Alright, then. Everybody clear?

Finally, Michael Crowley at Time asks:

A major question lingers unanswered at the center of this story: Why was bin Laden killed? Michael Scherer has reported that the Navy Seals who landed at Osama bin Laden’s safehouse were not given orders specifically to kill, but were on a “kill or capture” mission. That implies they were prepared to accept bin Laden’s surrender. It didn’t work out that way. But despite earlier reports to the contrary, including from White House counter-terror adviser John Brennan, Press Secretary Jay Carney told reporters Tuesday that bin Laden was in fact unarmed. (“Resistance does not require a firearm,” he said.) So, what happened?

Indeed, what exactly did take place here?

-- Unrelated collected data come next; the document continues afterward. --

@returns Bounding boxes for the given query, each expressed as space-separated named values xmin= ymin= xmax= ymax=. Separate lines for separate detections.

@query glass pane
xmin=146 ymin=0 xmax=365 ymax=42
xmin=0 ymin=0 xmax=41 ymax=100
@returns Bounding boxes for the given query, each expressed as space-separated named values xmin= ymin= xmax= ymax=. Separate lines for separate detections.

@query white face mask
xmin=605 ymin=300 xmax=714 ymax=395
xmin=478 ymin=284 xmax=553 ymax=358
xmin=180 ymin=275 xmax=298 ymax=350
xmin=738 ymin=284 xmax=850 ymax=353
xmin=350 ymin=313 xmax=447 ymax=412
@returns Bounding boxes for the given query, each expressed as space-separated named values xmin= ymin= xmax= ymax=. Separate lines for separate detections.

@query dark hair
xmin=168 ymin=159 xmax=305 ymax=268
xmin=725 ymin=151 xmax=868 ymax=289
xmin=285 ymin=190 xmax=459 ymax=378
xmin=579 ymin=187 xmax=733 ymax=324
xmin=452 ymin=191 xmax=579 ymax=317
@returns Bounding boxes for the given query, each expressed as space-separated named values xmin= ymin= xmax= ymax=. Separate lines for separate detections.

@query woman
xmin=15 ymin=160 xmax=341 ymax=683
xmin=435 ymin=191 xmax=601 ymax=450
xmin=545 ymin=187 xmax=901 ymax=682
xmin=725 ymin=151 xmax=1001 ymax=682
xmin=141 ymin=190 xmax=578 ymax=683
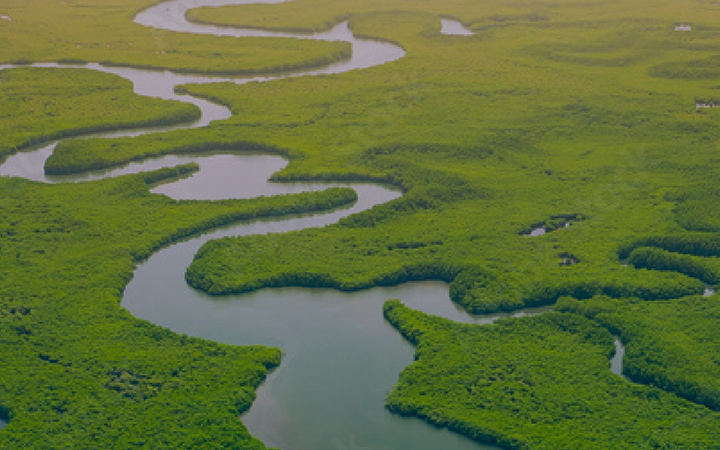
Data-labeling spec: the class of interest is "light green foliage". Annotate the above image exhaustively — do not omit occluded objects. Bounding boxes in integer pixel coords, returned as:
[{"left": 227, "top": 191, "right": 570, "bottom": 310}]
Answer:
[
  {"left": 0, "top": 0, "right": 349, "bottom": 73},
  {"left": 384, "top": 301, "right": 720, "bottom": 450},
  {"left": 187, "top": 0, "right": 720, "bottom": 36},
  {"left": 7, "top": 0, "right": 720, "bottom": 447},
  {"left": 0, "top": 67, "right": 199, "bottom": 158},
  {"left": 52, "top": 1, "right": 720, "bottom": 314},
  {"left": 165, "top": 1, "right": 720, "bottom": 314}
]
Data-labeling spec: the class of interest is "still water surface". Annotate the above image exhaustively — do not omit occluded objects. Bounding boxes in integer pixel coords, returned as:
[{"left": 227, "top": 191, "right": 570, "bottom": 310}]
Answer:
[
  {"left": 122, "top": 153, "right": 533, "bottom": 450},
  {"left": 0, "top": 1, "right": 623, "bottom": 448},
  {"left": 440, "top": 19, "right": 474, "bottom": 36}
]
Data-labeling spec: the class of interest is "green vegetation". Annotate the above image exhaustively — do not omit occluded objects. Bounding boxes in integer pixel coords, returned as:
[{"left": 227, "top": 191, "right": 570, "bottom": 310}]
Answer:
[
  {"left": 0, "top": 0, "right": 349, "bottom": 74},
  {"left": 178, "top": 1, "right": 720, "bottom": 446},
  {"left": 45, "top": 131, "right": 289, "bottom": 175},
  {"left": 0, "top": 166, "right": 356, "bottom": 448},
  {"left": 520, "top": 214, "right": 583, "bottom": 236},
  {"left": 185, "top": 224, "right": 706, "bottom": 314},
  {"left": 558, "top": 295, "right": 720, "bottom": 411},
  {"left": 0, "top": 67, "right": 199, "bottom": 159},
  {"left": 161, "top": 1, "right": 720, "bottom": 314},
  {"left": 627, "top": 247, "right": 720, "bottom": 284},
  {"left": 52, "top": 0, "right": 720, "bottom": 316},
  {"left": 384, "top": 300, "right": 720, "bottom": 450},
  {"left": 185, "top": 0, "right": 720, "bottom": 35},
  {"left": 618, "top": 233, "right": 720, "bottom": 288},
  {"left": 7, "top": 0, "right": 720, "bottom": 447}
]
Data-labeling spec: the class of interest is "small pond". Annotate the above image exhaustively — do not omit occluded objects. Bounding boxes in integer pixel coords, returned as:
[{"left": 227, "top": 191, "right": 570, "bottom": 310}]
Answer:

It’s becoming increasingly apparent that the Obama administration took pains to cast the operation in a favorable light, and that this interpretation has steadily unraveled in the face of newly available evidence. What just days ago resulted in near-universal celebration (Osama bin Laden’s death) is now causing serious head-scratching. Did the United States execute bin Laden in cold blood? And if so, do we care?

I would argue that yes, we do. To execute someone (as opposed to shooting him in a firefight), regardless of the heinous nature of his crimes, is to run directly counter to well-established rules of engagement. In World War II, in the Persian Gulf War, and in countless other examples, when someone surrendered, he was taken prisoner and accorded humane treatment. Of course, we have no evidence that Osama bin Laden actually surrendered (even if he was unarmed, there are other ways his behavior could have been justifiably deemed threatening), but the initial stories as to his “resistance” have been almost entirely discredited now, leading one to wonder exactly what the Obama administration is trying to conceal.

Let’s have the real story, shall we?

P.S. As usual, MacLeod Cartoons gets it just right.

Osama bin Laden’s death: a Pyrrhic victory?

I am very weirded out by all the sudden bursts of patriotism following Osama bin Laden’s death. Even President Obama said something to the effect of, “This goes to show that when Americans set out to do something, we can accomplish anything.” Really? An assassination (and one that took 10 years, no less) is a symbol of our can-do spirit? (There were also impromptu rallies outside the White House, Ground Zero, Times Square, etc.)

Nothing is more ironic to me than the fact that, in Osama Bin Laden’s assassination, we have achieved the ultimate Pyrrhic victory: we have finally eliminated the physical presence of the principal challenger of American values over the last decade, and yet our collective reaction to this killing demonstrates how clearly and decisively bin Laden won the war on our values. We lost sight of absolutely everything and went crazy for ten years (torture, followed by a national refusal to call it torture, not to mention the bloodlust that led us to attack an unrelated country, Iraq, and even now continues to agitate for military action against Iran, etc. etc.). Then, to cap it all off, it took less than a day following bin Laden’s killing for people to come out of the woodwork and claim torture was the reason we were able to find him.

Somehow, I think Osama bin Laden would be OK with all of this.